リーダーの訓栄(さとえい)にどうだ?と聞いたら予想した通り不安顔。
早速演奏させ聴いてみたが上手(かみて)と下手(しもて)の速度が違いズレてしまっている。
今回は孫弟子が多くメンバーに入っており、普段あまり稽古を見る機会が無い為、私が個々の技術を充分に把握しきれてない。
従って合奏の際、演奏の善し悪しを左右するメンバーの配置に迷った。


事前の最終稽古でう~ん、今一つだなあと思う人も何人かいたが各師匠達がその辺は解って推薦している以上、その単会の事情もあり、無下に外せない。

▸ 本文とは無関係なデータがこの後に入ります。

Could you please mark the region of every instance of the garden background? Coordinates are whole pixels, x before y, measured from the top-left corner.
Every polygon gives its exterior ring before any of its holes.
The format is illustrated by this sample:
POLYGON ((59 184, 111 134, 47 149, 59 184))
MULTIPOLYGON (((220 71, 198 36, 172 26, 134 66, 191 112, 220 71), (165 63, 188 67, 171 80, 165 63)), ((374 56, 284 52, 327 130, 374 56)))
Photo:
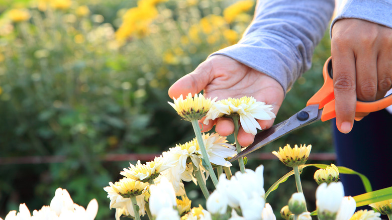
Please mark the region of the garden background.
MULTIPOLYGON (((0 1, 0 216, 21 203, 31 211, 49 205, 62 187, 84 207, 96 198, 96 219, 114 219, 103 188, 121 178, 130 162, 152 159, 194 137, 190 123, 167 104, 167 90, 209 54, 235 44, 254 4, 0 1)), ((328 33, 275 122, 303 108, 321 87, 330 54, 328 33)), ((264 164, 267 189, 290 170, 270 154, 286 144, 312 144, 311 160, 329 164, 330 130, 328 122, 297 130, 249 157, 246 167, 264 164)), ((303 186, 306 196, 314 198, 312 169, 304 171, 303 186)), ((296 191, 293 177, 287 182, 267 201, 277 212, 296 191)), ((203 205, 192 184, 187 187, 192 206, 203 205)), ((311 209, 314 200, 307 200, 311 209)))

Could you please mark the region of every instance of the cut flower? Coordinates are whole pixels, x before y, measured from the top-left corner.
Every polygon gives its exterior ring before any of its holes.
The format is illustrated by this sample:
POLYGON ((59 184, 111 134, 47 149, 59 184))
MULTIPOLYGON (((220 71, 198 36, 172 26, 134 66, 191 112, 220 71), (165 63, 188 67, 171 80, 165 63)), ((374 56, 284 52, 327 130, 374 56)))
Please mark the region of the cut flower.
POLYGON ((279 147, 278 152, 272 151, 272 154, 286 166, 293 167, 305 164, 309 158, 311 150, 311 145, 307 146, 305 144, 303 146, 301 145, 300 147, 296 145, 293 148, 291 148, 290 145, 287 144, 283 149, 279 147))
POLYGON ((208 125, 209 120, 214 120, 225 115, 238 114, 244 131, 254 135, 257 132, 256 128, 261 130, 256 120, 269 120, 275 118, 275 115, 271 112, 272 108, 272 105, 257 101, 251 96, 228 98, 214 103, 203 123, 208 125))
POLYGON ((186 121, 193 120, 199 120, 206 116, 210 110, 211 106, 217 99, 214 98, 213 100, 211 98, 206 98, 203 94, 194 94, 192 97, 191 93, 189 93, 184 99, 182 95, 180 95, 178 98, 173 97, 174 103, 168 101, 170 105, 177 111, 177 113, 183 119, 186 121))

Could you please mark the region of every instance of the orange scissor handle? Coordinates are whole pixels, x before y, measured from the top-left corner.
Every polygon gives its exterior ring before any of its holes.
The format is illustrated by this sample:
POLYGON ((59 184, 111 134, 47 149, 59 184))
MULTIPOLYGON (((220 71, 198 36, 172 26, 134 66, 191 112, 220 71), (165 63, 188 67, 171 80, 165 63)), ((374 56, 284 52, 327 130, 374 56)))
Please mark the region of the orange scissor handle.
MULTIPOLYGON (((319 109, 323 109, 321 121, 325 122, 336 117, 335 112, 335 96, 333 90, 333 80, 332 77, 332 62, 328 58, 323 68, 324 84, 321 88, 308 101, 307 106, 319 104, 319 109)), ((371 113, 385 108, 392 105, 392 94, 373 101, 357 101, 355 112, 371 113)))

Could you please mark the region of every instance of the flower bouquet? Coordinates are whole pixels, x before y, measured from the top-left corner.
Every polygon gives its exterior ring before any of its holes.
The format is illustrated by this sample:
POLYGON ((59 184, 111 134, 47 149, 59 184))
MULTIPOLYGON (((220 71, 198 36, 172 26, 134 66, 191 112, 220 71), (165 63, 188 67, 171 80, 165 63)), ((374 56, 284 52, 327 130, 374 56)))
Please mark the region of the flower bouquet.
MULTIPOLYGON (((317 215, 320 220, 380 219, 381 213, 392 219, 392 187, 371 191, 367 178, 353 170, 334 164, 306 164, 311 145, 296 145, 291 148, 287 144, 272 152, 292 170, 267 191, 264 188, 263 165, 255 170, 245 169, 247 159, 240 158, 240 171, 233 175, 230 169, 233 165, 228 160, 241 151, 237 144, 239 125, 245 132, 255 134, 257 129, 261 129, 256 119, 267 120, 275 116, 271 112, 271 105, 252 97, 216 99, 206 98, 200 94, 192 97, 189 93, 185 99, 181 95, 174 99, 174 103, 169 102, 183 120, 190 122, 195 138, 169 148, 151 161, 130 164, 129 167, 120 173, 123 178, 114 183, 110 182, 104 188, 111 200, 110 208, 116 209, 117 220, 121 217, 140 219, 146 215, 155 220, 276 219, 271 206, 267 202, 267 197, 292 175, 297 192, 293 192, 287 205, 281 208, 279 218, 312 219, 312 215, 317 215), (230 117, 234 122, 234 145, 218 134, 202 134, 201 131, 199 122, 207 124, 210 120, 223 117, 230 117), (314 174, 319 185, 316 192, 315 210, 308 209, 301 185, 302 170, 309 166, 320 168, 314 174), (340 173, 358 175, 368 192, 345 196, 343 185, 338 181, 340 173), (212 192, 206 186, 209 179, 215 188, 212 192), (205 207, 191 204, 187 196, 183 183, 190 181, 200 187, 206 200, 205 207), (355 212, 357 206, 367 204, 373 209, 355 212)), ((50 206, 34 210, 33 216, 21 204, 19 213, 12 211, 5 220, 63 219, 66 216, 67 219, 82 216, 80 219, 95 217, 97 204, 94 204, 93 200, 84 209, 72 205, 66 191, 62 191, 62 195, 66 195, 62 197, 58 195, 61 190, 58 191, 50 206), (79 213, 80 216, 71 213, 79 213)))

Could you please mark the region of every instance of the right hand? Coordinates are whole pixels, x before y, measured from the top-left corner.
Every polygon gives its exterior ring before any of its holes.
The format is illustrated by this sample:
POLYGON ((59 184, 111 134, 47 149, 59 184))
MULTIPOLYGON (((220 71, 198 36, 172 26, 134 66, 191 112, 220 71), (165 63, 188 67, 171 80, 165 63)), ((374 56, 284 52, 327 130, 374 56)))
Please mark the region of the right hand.
MULTIPOLYGON (((190 92, 193 95, 203 89, 205 97, 218 97, 218 100, 253 96, 257 101, 272 105, 272 112, 275 115, 284 96, 282 86, 273 78, 229 57, 219 55, 210 57, 193 72, 178 79, 169 89, 169 96, 177 98, 181 94, 186 96, 190 92)), ((262 129, 268 129, 274 120, 257 122, 262 129)), ((203 123, 203 120, 200 122, 203 123)), ((215 131, 221 136, 227 136, 234 131, 232 119, 224 117, 204 125, 202 132, 209 131, 215 125, 215 131)), ((238 139, 240 145, 246 147, 253 142, 254 136, 240 128, 238 139)))

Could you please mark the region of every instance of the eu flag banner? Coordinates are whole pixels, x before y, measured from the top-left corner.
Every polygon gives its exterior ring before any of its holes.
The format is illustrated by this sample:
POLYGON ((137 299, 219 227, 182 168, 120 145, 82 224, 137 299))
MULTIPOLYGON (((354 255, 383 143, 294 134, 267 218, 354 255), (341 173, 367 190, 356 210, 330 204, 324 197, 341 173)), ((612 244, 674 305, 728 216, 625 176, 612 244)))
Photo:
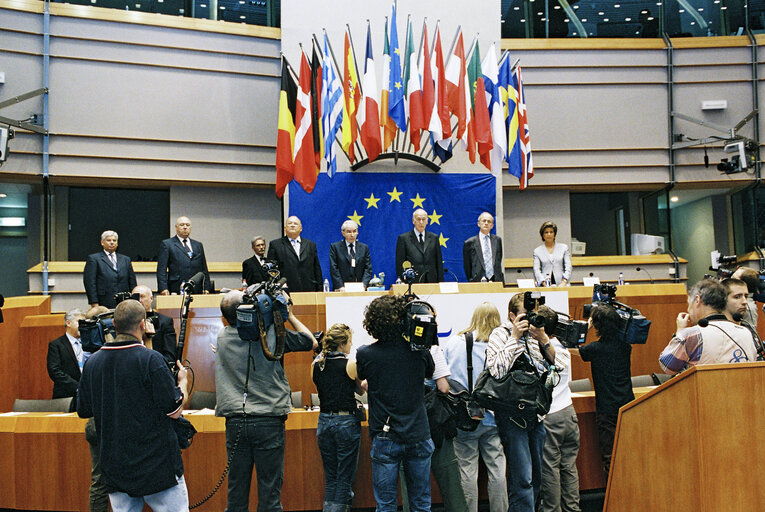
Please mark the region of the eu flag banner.
MULTIPOLYGON (((414 229, 412 213, 428 213, 427 231, 438 235, 444 279, 465 281, 462 244, 478 233, 478 216, 495 214, 496 185, 491 174, 320 174, 311 194, 290 183, 289 214, 303 223, 301 236, 316 242, 322 274, 329 279, 329 246, 342 239, 340 226, 359 224, 359 241, 369 246, 372 270, 385 273, 385 286, 396 282, 396 240, 414 229), (448 271, 446 270, 448 269, 448 271)), ((332 280, 329 279, 331 282, 332 280)))

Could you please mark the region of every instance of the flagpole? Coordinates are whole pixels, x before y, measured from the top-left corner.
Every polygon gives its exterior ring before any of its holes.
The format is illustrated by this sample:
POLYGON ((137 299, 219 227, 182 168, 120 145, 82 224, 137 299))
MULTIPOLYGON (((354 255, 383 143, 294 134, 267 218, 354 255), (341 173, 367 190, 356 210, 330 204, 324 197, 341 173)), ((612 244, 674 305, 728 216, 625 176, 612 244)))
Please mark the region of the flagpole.
MULTIPOLYGON (((367 23, 369 23, 369 20, 367 20, 367 23)), ((351 46, 351 55, 353 55, 353 67, 356 68, 356 81, 359 84, 359 94, 361 94, 361 99, 364 99, 364 88, 361 86, 361 80, 359 80, 359 64, 356 62, 356 47, 353 44, 353 36, 351 35, 351 27, 347 23, 345 24, 345 29, 348 31, 348 44, 351 46)), ((356 105, 356 113, 359 111, 359 106, 356 105)), ((361 137, 361 127, 358 123, 356 123, 356 134, 358 137, 356 137, 356 150, 359 152, 359 156, 364 155, 366 158, 369 158, 369 155, 367 155, 366 150, 363 149, 363 146, 359 144, 359 138, 361 137)), ((359 158, 359 161, 364 160, 363 158, 359 158)))
MULTIPOLYGON (((324 30, 324 29, 322 29, 322 30, 324 30)), ((325 30, 324 32, 326 33, 326 30, 325 30)), ((322 60, 322 61, 324 61, 324 53, 322 53, 322 51, 321 51, 321 46, 319 45, 319 40, 316 38, 316 34, 311 34, 311 37, 313 38, 313 42, 314 42, 314 45, 316 45, 316 50, 319 52, 319 55, 321 56, 321 60, 322 60)), ((329 42, 329 38, 327 38, 327 46, 329 46, 329 47, 330 47, 330 49, 332 48, 332 47, 331 47, 331 44, 330 44, 330 42, 329 42)), ((334 55, 333 55, 332 57, 333 57, 333 59, 334 59, 334 55)), ((330 63, 330 65, 331 65, 331 64, 332 64, 332 63, 330 63)), ((335 72, 337 72, 337 67, 335 67, 335 72)), ((337 76, 340 76, 340 75, 337 75, 337 76)), ((322 114, 323 114, 323 113, 322 113, 322 114)), ((323 116, 322 116, 322 117, 323 117, 323 116)), ((350 156, 350 155, 348 154, 348 152, 347 152, 347 151, 345 151, 345 149, 343 148, 343 142, 342 142, 342 140, 337 140, 337 134, 338 134, 338 132, 335 132, 335 142, 337 142, 337 145, 338 145, 338 146, 340 146, 340 150, 341 150, 341 151, 343 152, 343 154, 345 155, 345 158, 347 158, 347 159, 348 159, 348 161, 350 162, 350 161, 351 161, 351 156, 350 156)), ((323 134, 322 134, 322 135, 323 135, 323 134)), ((322 159, 324 159, 324 155, 322 155, 321 157, 322 157, 322 159)))

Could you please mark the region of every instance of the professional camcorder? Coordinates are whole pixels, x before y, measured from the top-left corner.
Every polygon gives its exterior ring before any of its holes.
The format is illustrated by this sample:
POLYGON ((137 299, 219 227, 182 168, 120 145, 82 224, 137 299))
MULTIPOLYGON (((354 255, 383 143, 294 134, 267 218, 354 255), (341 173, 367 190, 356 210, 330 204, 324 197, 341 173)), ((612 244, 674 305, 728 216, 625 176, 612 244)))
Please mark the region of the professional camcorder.
POLYGON ((291 303, 282 294, 287 279, 280 278, 278 265, 267 262, 263 270, 269 278, 245 290, 236 309, 236 329, 242 340, 260 341, 266 358, 278 361, 284 355, 284 322, 291 303))
MULTIPOLYGON (((547 319, 534 311, 537 306, 541 306, 545 303, 545 298, 541 292, 525 292, 523 294, 523 309, 526 310, 526 319, 529 324, 537 328, 542 328, 547 323, 547 319)), ((585 336, 587 336, 587 322, 581 320, 572 320, 571 317, 565 313, 559 313, 558 320, 555 322, 553 328, 553 336, 560 341, 564 347, 577 348, 584 343, 585 336), (565 317, 565 320, 561 320, 561 316, 565 317)))
POLYGON ((592 289, 592 304, 584 305, 584 318, 589 318, 595 304, 608 304, 619 315, 619 332, 622 339, 631 345, 643 345, 648 340, 648 330, 651 321, 644 317, 639 310, 633 309, 616 300, 616 286, 613 284, 596 284, 592 289))

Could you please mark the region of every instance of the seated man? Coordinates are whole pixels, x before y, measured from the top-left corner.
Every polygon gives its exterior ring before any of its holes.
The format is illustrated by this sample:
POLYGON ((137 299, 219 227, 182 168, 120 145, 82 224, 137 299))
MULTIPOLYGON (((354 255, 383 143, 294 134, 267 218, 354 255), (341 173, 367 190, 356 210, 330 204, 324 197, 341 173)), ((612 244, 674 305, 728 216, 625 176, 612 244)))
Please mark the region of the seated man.
POLYGON ((677 332, 659 356, 665 373, 674 375, 697 364, 757 360, 752 333, 723 314, 727 296, 725 287, 714 279, 693 285, 688 312, 677 315, 677 332))
POLYGON ((80 320, 85 315, 70 309, 64 317, 66 332, 48 344, 48 375, 53 381, 53 398, 77 394, 82 365, 87 359, 80 342, 80 320))

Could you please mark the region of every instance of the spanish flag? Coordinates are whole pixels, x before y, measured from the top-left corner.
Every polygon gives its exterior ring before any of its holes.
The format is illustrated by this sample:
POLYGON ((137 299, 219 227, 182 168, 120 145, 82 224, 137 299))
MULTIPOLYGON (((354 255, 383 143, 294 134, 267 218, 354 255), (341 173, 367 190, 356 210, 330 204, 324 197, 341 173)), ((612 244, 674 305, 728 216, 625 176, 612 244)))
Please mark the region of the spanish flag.
POLYGON ((353 145, 358 137, 356 113, 361 101, 358 73, 351 48, 351 36, 348 28, 345 30, 345 47, 343 52, 343 150, 348 153, 348 159, 353 164, 356 161, 353 145))
POLYGON ((292 148, 295 145, 295 105, 297 84, 290 75, 290 65, 282 56, 282 89, 279 93, 279 129, 276 137, 276 197, 295 175, 292 148))

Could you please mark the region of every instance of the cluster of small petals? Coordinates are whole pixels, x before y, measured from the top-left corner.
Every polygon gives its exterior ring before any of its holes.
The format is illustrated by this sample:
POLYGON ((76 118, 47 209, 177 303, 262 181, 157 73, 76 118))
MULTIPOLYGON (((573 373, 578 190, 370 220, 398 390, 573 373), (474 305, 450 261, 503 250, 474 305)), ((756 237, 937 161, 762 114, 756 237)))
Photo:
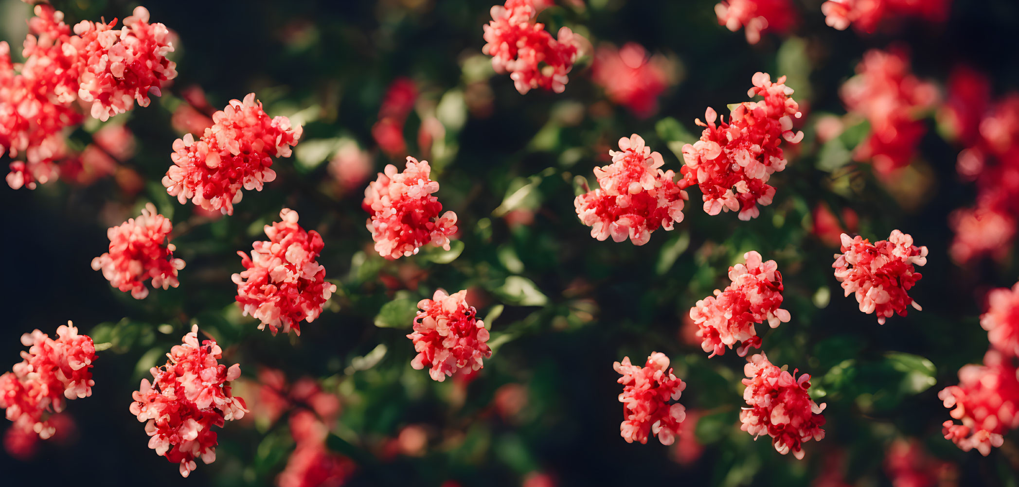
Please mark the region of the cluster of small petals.
POLYGON ((887 175, 912 160, 926 132, 917 112, 937 101, 937 90, 910 72, 902 50, 867 51, 856 72, 840 91, 846 109, 870 122, 870 134, 855 157, 871 161, 878 174, 887 175))
POLYGON ((276 178, 272 158, 290 157, 303 128, 290 126, 284 116, 269 117, 254 93, 244 101, 230 100, 212 121, 201 139, 187 133, 173 142, 173 165, 163 185, 181 204, 191 200, 205 210, 232 215, 242 188, 262 191, 276 178))
POLYGON ((237 285, 237 304, 245 316, 257 318, 259 329, 269 327, 273 335, 291 329, 301 334, 301 321, 311 323, 322 314, 322 306, 336 291, 336 284, 326 282, 325 267, 317 259, 324 244, 317 231, 305 231, 298 224, 298 212, 284 208, 281 221, 265 225, 268 240, 252 245, 249 257, 244 252, 245 270, 233 274, 237 285))
POLYGON ((153 287, 176 287, 177 271, 184 268, 184 261, 173 257, 176 248, 169 242, 172 229, 170 220, 149 203, 138 218, 129 218, 106 231, 109 252, 93 259, 92 268, 102 270, 111 285, 129 291, 136 300, 149 295, 145 285, 149 279, 153 287))
POLYGON ((663 445, 671 445, 680 434, 686 408, 677 400, 687 388, 687 384, 673 374, 668 358, 664 354, 652 351, 643 367, 630 363, 629 357, 612 364, 623 384, 620 402, 623 402, 624 421, 620 424, 620 434, 627 443, 638 441, 647 443, 649 435, 658 437, 663 445))
POLYGON ((1001 446, 1004 434, 1019 428, 1019 371, 1008 357, 989 350, 983 365, 959 369, 959 385, 942 389, 937 397, 951 412, 942 433, 963 451, 976 448, 986 456, 1001 446))
POLYGON ((782 306, 782 273, 774 261, 763 262, 761 255, 751 251, 744 254, 746 264, 729 268, 733 281, 725 290, 715 289, 690 309, 690 318, 697 325, 701 348, 710 351, 708 358, 723 355, 726 348, 736 346, 740 357, 750 347, 760 347, 761 339, 754 330, 755 323, 767 322, 771 328, 790 320, 788 310, 782 306))
POLYGON ((578 196, 574 207, 581 222, 591 227, 591 236, 615 241, 630 238, 643 246, 658 228, 672 230, 683 221, 688 199, 683 180, 662 171, 661 154, 651 152, 644 139, 634 133, 620 139, 620 150, 608 151, 612 163, 596 167, 599 188, 578 196))
POLYGON ((367 226, 380 256, 394 260, 413 256, 418 249, 431 244, 449 250, 449 237, 457 232, 457 214, 447 211, 441 216, 442 204, 433 194, 438 181, 429 176, 428 161, 407 158, 403 172, 387 164, 378 179, 365 188, 361 206, 371 214, 367 226))
POLYGON ((714 6, 718 23, 732 32, 744 28, 747 42, 757 44, 766 31, 786 33, 796 22, 789 0, 722 0, 714 6))
POLYGON ((200 343, 194 325, 181 344, 170 348, 166 365, 150 370, 152 382, 142 379, 131 393, 130 413, 146 423, 149 447, 179 464, 182 477, 195 470, 195 458, 206 464, 216 459, 212 427, 248 412, 245 400, 230 391, 229 381, 240 377, 240 366, 219 364, 222 351, 215 340, 200 343))
POLYGON ((772 83, 767 73, 758 72, 748 95, 763 100, 737 105, 729 122, 721 117, 715 124, 718 115, 711 108, 704 114, 706 123, 697 119, 704 131, 695 144, 683 147, 682 172, 690 184, 700 186, 707 214, 738 211, 741 220, 750 220, 760 214, 758 206, 771 204, 774 187, 767 181, 786 168, 779 146, 783 140, 803 140, 802 131, 793 131, 793 118, 801 114, 785 83, 786 76, 772 83))
POLYGON ((743 379, 747 386, 743 398, 749 408, 740 412, 740 429, 754 435, 754 439, 766 434, 780 453, 792 451, 802 459, 804 441, 824 438, 821 412, 825 404, 817 405, 810 398, 810 375, 797 379, 796 370, 790 374, 785 367, 768 362, 764 354, 748 359, 743 371, 748 377, 743 379))
POLYGON ((56 432, 49 422, 66 399, 92 395, 92 363, 96 347, 88 335, 77 334, 69 321, 57 328, 57 339, 34 330, 21 335, 21 362, 0 375, 0 408, 6 410, 12 429, 46 439, 56 432))
POLYGON ((484 359, 492 355, 486 344, 485 323, 466 297, 466 290, 446 294, 439 289, 431 300, 418 303, 414 333, 407 335, 418 353, 411 367, 428 368, 433 380, 442 382, 458 371, 479 370, 484 367, 484 359))
POLYGON ((506 0, 504 5, 492 6, 481 52, 492 56, 495 72, 509 72, 522 95, 535 88, 562 93, 582 40, 570 28, 559 29, 553 38, 543 23, 534 21, 534 3, 506 0))
POLYGON ((855 294, 860 311, 877 315, 877 323, 898 313, 906 316, 908 307, 920 305, 907 291, 923 277, 915 266, 927 263, 927 248, 913 245, 913 237, 892 230, 888 240, 870 240, 842 234, 842 254, 836 254, 835 277, 842 282, 846 295, 855 294))
POLYGON ((600 46, 594 54, 591 78, 601 86, 608 99, 646 118, 658 108, 658 96, 673 83, 674 67, 660 54, 649 57, 637 43, 621 49, 600 46))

演奏を聴いて急遽列びを変更、大分揃って来たが、曲が難し過ぎて完璧とは行かない。
それもそのはず、曲目は秋田が生んだ三味線名人位、故『浅野梅若』師匠が作り上げた名曲中の名曲、仙北荷方節、本荘追分、秋田荷方節の三曲をメドレーにしたもの。


特に秋田荷方節は繊細ですきがなくツボも難しい。
とても経験の浅い人が弾ける曲ではない。
今年の秋田民謡全国大会三味線の部門に37人しか出てない事を考えると49人の出場者がいかに多いかが理解して戴けるはずだ。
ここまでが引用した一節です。